Anthony Gordon’s questionable goal in the second half for Newcastle caused the Gunners to lose the match. Subsequently, in three post-match interviews, Arteta continually criticised the decision to allow the game-winning goal to stand, calling it “disgraceful” and “embarrassing.”
After a hearing, the FA released a statement saying the matter had been withdrawn without a penalty or any punishment. The Arsenal manager refuted the accusation made against him.
“An independent Regulatory Commission has found the charge against Mikel Arteta for an alleged breach of FA Rule E3.1 to be not proven,” the governing body stated. “The manager was charged following various comments in media interviews after Arsenal’s Premier League game against Newcastle United on Saturday 4 November.
“It was alleged that his comments constituted misconduct in that they were insulting towards match officials and/or detrimental to the game and/or brought the game into disrepute.”
After Arteta’s remarks were found to have “not insulted the Match Officials” or Premier League match officials in general, it was concluded in long written reasons that he was an “outstanding” witness.
No statement made by MA in any of the interviews suggests that they lacked competence, either concerning the goal or in general; b) did not damage the reputation of the game; or c) were not harmful to the game’s best interests.”
The overall report also included the Premier League’s recognition of the vulnerability of the VAR system during a contentious match between Liverpool and Tottenham Hotspur in September.

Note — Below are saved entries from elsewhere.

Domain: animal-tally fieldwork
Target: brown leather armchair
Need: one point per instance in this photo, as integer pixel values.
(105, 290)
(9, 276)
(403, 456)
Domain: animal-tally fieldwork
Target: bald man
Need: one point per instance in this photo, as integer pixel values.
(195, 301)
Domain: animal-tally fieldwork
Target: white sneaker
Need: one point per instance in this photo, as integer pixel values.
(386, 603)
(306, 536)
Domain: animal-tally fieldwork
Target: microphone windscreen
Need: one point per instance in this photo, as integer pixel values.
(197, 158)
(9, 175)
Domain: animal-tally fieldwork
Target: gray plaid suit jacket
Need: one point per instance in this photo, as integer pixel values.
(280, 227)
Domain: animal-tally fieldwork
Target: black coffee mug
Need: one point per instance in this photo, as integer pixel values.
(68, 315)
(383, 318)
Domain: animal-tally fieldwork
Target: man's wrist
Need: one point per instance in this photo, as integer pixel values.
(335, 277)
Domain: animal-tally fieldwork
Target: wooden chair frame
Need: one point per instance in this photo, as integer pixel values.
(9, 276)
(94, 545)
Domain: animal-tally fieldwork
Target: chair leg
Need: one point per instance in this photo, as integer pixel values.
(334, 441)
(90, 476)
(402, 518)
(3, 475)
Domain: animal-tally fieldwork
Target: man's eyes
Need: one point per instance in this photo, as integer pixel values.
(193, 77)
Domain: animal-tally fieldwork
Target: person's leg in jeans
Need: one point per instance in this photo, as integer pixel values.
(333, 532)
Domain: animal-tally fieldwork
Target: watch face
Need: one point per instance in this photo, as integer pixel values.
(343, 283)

Two earlier examples, which Arteta’s defence further claimed proved disciplinary authorities had accepted the legitimacy of criticising refereeing judgments and standards. The FA vs. Jose Mourinho from 2014 and the PSG vs. UEFA match in 2020 starring Neymar were those examples.
As stated in the later ruling: “Even while emotions are running high, individuals should be allowed to discuss match-deciding judgments if one wants football to elicit strong feelings. Of course, this freedom should be maintained within reasonable bounds. Specifically, a player must be able to express his opinion that the particular judgment was incorrect.”